6. My new favorite meal is Yassa. It is a chicken dish from Senegal that features a lemon, onion, and chili marinade. Dee lish.
7. In case you were wondering, there are two couchsurfing hosts in Timbuktu. If I head that way you know I will be trying to stay with one of them. Probably the one that has a camel for their profile picture.
8. If you’re traveling to West Africa, do yourself a favor and leave the MasterCard at home. Holy crap.
9. One of the most amazing feelings in the world is sharing a smile with someone. Some people have asked me why I am taking this trip when it sounds like I’m spending a lot of time puking, shitting fluid, and developing DVT on 33 hour bus trips. I think right now the problem is that my coverage is slanted towards personal catastrophes. My next post on malaria will not help this.
But truthfully, all the bad things that happen are far overmatched by amazing new experiences, the feeling of complete freedom, and the unbelievable warmth and kindness of strangers. At least once a day I find myself sharing a smile with someone I don’t know. Yesterday, I was in a taxi looking out the window at a woman carrying a bowl of peanuts. She turned and looked me in the eye. We both smiled wide and started laughing. This is what often happens when two humans take an honest look at each other. In this case, there is an element of mutual curiosity that makes it even more exciting. This small and simple experience is completely disarming and life-affirming.

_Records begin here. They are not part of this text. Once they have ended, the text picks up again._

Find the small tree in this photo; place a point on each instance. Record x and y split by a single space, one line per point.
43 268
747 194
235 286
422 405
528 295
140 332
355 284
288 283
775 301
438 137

If you are in search of more rosy content from me, here’s one from the archives: Why it’s Worth it to Stay a While. It also involves smiles with a peanut vendor among other things.
Lastly, there is going to be some big things going on here in the next few weeks. I am talking about Camel Drawing. Right now I am staying at a hostel called the sleeping camel and I may very well couchsurf with someone in Timbuktu who has a camel as their profile picture. For now, here is some camel drawing with my beloved couchsurfing hosts in Abidjan:
Till Next time…
I am DYING to get to Mali!!! I’m so jealous. I wish you the best time. 🙂
Andi, Mali would love to have you!! After you finish your Barcelona adventures, head south!